Sorong Today – Pemerintah Provinsi Papua Barat Daya kembali menunjukkan komitmennya terhadap pembangunan yang inklusif dan berkeadilan melalui penyelenggaraan Workshop Penyusunan Rencana Aksi Daerah Penyandang Disabilitas (RAD-PD) bertempat di Kantor Gubernur Papua Barat Daya, Kota Sorong, Selasa (30/9/2025).
Kegiatan ini menjadi langkah awal yang krusial dalam upaya menjamin perlindungan dan pemenuhan hak-hak penyandang disabilitas di daerah tersebut.
Workshop secara resmi dibuka oleh Wakil Gubernur Papua Barat Daya, Ahmad Nausrau yang menandai dimulainya kegiatan dengan penabuhan tifa bersama sebagai simbol semangat kolaboratif dalam menyusun dokumen perencanaan yang inklusif.
Dalam sambutannya, Wakil Gubernur Ahmad Nausrau menegaskan bahwa penyandang disabilitas merupakan bagian yang tidak terpisahkan dari masyarakat, dan sudah semestinya mendapatkan perhatian yang sama dalam proses pembangunan.
“Rencana Aksi Daerah ini adalah instrumen penting untuk menjamin perlindungan, penghormatan, dan pemenuhan hak-hak penyandang disabilitas di Papua Barat Daya.
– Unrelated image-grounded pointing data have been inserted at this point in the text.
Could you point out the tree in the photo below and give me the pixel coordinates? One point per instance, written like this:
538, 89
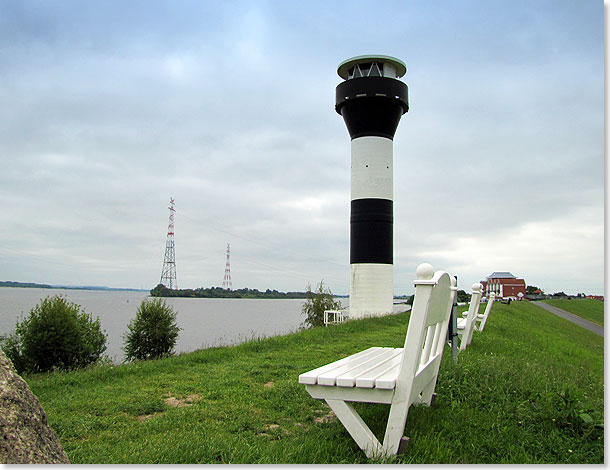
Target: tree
315, 304
153, 332
57, 334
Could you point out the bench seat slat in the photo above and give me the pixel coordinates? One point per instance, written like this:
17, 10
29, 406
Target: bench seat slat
364, 361
388, 369
311, 377
350, 378
387, 380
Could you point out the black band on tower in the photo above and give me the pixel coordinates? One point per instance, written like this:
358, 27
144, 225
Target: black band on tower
372, 106
372, 231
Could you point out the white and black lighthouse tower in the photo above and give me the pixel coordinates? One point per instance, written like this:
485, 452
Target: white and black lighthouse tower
371, 100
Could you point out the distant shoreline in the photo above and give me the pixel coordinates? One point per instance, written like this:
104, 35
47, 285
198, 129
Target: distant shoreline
49, 286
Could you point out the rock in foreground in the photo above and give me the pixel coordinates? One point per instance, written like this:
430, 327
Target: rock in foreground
25, 434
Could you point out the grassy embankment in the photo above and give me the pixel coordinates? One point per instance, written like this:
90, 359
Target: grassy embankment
528, 390
589, 309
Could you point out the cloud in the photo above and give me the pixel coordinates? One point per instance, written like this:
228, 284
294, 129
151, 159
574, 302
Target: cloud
111, 108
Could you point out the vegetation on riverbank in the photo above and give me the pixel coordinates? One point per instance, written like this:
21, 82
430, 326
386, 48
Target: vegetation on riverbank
220, 293
589, 309
528, 390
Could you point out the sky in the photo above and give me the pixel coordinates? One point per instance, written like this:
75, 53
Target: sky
109, 108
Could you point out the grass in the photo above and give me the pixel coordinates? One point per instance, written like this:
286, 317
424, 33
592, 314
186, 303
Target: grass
528, 390
589, 309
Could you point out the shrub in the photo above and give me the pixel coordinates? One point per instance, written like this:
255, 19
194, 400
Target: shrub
57, 334
315, 304
152, 333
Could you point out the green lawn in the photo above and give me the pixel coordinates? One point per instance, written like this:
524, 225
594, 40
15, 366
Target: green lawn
528, 390
589, 309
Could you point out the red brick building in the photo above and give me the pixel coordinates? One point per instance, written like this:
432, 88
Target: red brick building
505, 285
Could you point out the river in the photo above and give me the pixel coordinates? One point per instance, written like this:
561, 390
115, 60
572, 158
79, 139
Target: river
204, 322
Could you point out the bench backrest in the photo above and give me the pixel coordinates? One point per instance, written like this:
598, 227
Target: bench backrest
473, 311
434, 294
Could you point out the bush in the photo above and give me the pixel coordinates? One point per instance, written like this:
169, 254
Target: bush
153, 333
315, 304
57, 334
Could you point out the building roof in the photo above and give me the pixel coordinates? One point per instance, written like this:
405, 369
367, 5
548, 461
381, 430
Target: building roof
501, 275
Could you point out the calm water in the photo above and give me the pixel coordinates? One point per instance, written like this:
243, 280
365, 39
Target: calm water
204, 322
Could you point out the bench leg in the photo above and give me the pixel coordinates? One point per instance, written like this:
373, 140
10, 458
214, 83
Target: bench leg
356, 427
402, 447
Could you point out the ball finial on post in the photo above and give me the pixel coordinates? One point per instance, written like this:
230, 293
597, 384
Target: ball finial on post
425, 272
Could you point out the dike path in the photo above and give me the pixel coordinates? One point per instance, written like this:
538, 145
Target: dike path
571, 317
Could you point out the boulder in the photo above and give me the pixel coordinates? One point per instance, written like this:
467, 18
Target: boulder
25, 434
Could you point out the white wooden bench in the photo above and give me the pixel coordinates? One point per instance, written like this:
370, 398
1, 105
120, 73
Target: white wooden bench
483, 317
338, 316
466, 325
396, 376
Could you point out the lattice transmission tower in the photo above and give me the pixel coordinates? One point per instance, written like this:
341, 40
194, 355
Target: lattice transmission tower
168, 274
226, 282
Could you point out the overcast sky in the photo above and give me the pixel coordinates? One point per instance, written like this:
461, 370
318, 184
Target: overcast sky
109, 108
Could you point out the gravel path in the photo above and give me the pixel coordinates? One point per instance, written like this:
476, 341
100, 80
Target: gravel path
573, 318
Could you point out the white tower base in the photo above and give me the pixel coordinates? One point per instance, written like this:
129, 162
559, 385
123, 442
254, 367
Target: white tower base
371, 290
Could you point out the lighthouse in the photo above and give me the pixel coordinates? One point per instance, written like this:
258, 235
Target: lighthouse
371, 100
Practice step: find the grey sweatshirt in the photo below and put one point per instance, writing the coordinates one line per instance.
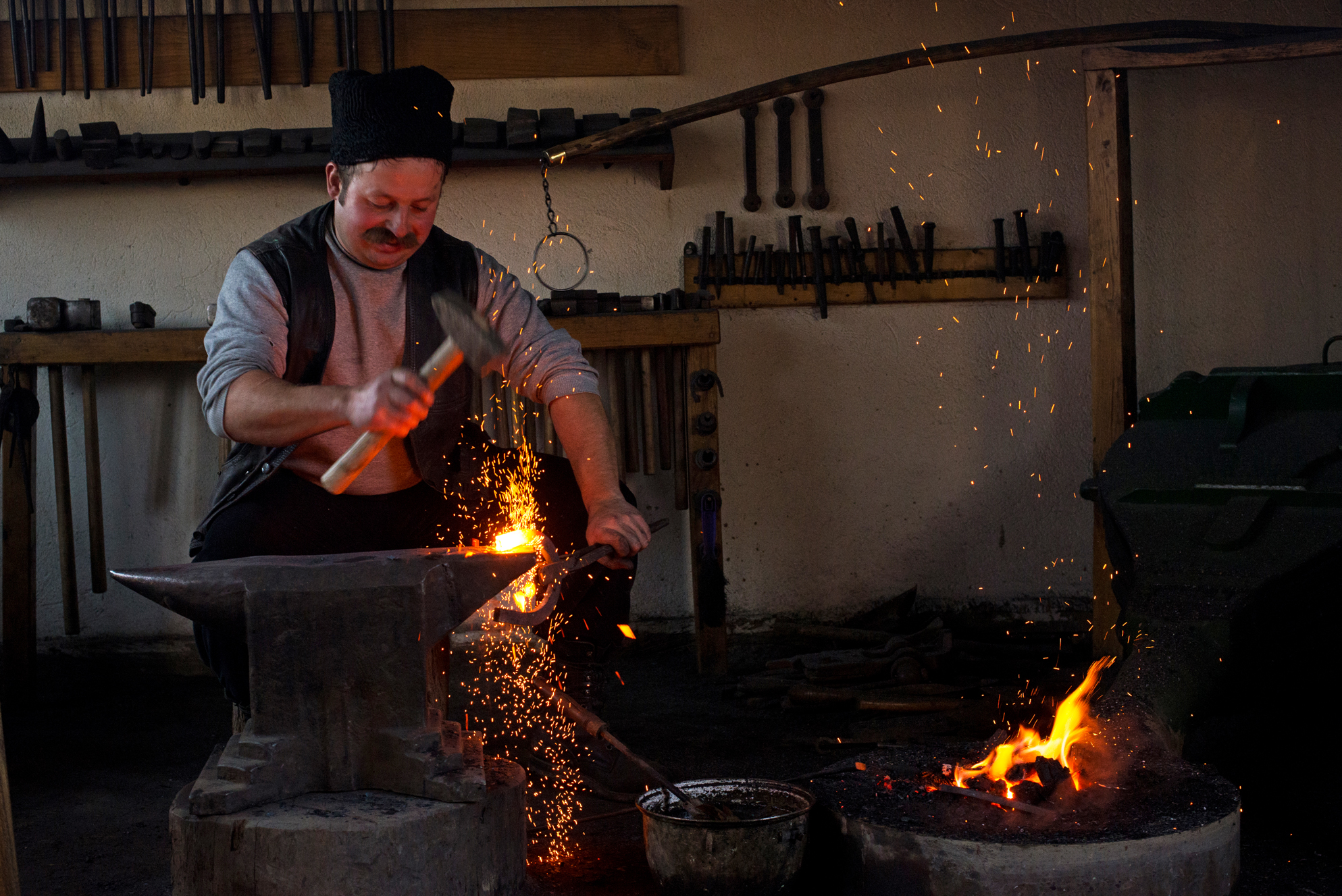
(251, 333)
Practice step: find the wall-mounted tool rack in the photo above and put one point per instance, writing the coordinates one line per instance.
(960, 275)
(128, 167)
(686, 337)
(556, 42)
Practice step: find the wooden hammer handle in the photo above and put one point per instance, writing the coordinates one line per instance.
(435, 372)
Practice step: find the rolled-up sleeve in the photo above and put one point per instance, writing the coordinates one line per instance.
(541, 363)
(250, 333)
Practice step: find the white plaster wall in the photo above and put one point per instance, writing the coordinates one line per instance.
(935, 444)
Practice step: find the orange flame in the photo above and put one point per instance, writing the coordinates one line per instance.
(517, 539)
(1073, 723)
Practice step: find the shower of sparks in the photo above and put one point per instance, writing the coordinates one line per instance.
(500, 695)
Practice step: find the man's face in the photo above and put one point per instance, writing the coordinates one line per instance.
(387, 208)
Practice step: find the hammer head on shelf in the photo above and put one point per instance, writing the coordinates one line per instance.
(467, 327)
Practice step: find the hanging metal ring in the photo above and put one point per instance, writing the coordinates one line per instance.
(536, 267)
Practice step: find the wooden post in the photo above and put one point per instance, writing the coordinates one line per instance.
(711, 629)
(679, 429)
(1110, 298)
(61, 475)
(18, 531)
(8, 855)
(93, 481)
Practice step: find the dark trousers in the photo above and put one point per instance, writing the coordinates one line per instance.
(290, 515)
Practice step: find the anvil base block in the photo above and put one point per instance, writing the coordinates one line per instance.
(365, 843)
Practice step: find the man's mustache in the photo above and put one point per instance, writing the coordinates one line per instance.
(383, 236)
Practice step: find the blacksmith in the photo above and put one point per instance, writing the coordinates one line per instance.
(319, 327)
Mereka adalah bagian dari kita, dan harus kita rangkul dalam semua aspek pembangunan,” ujar Wagub PBD Ahmad Nausrau.
Ia menjelaskan bahwa penyusunan RAD-PD mengacu pada Undang-Undang Nomor 8 Tahun 2016 tentang Penyandang Disabilitas dan Peraturan Pemerintah Nomor 10 Tahun 2019, yang menegaskan kewajiban pemerintah daerah untuk menyusun perencanaan pembangunan yang ramah disabilitas.
Sementara itu, Kepala Badan Perencanaan Pembangunan, Riset, dan Inovasi Daerah (Bapperida) Papua Barat Daya, Rahman menuturkan bahwa workshop ini merupakan tindak lanjut dari Peraturan Presiden Nomor 53 Tahun 2021 tentang Rencana Aksi Nasional Penyandang Disabilitas.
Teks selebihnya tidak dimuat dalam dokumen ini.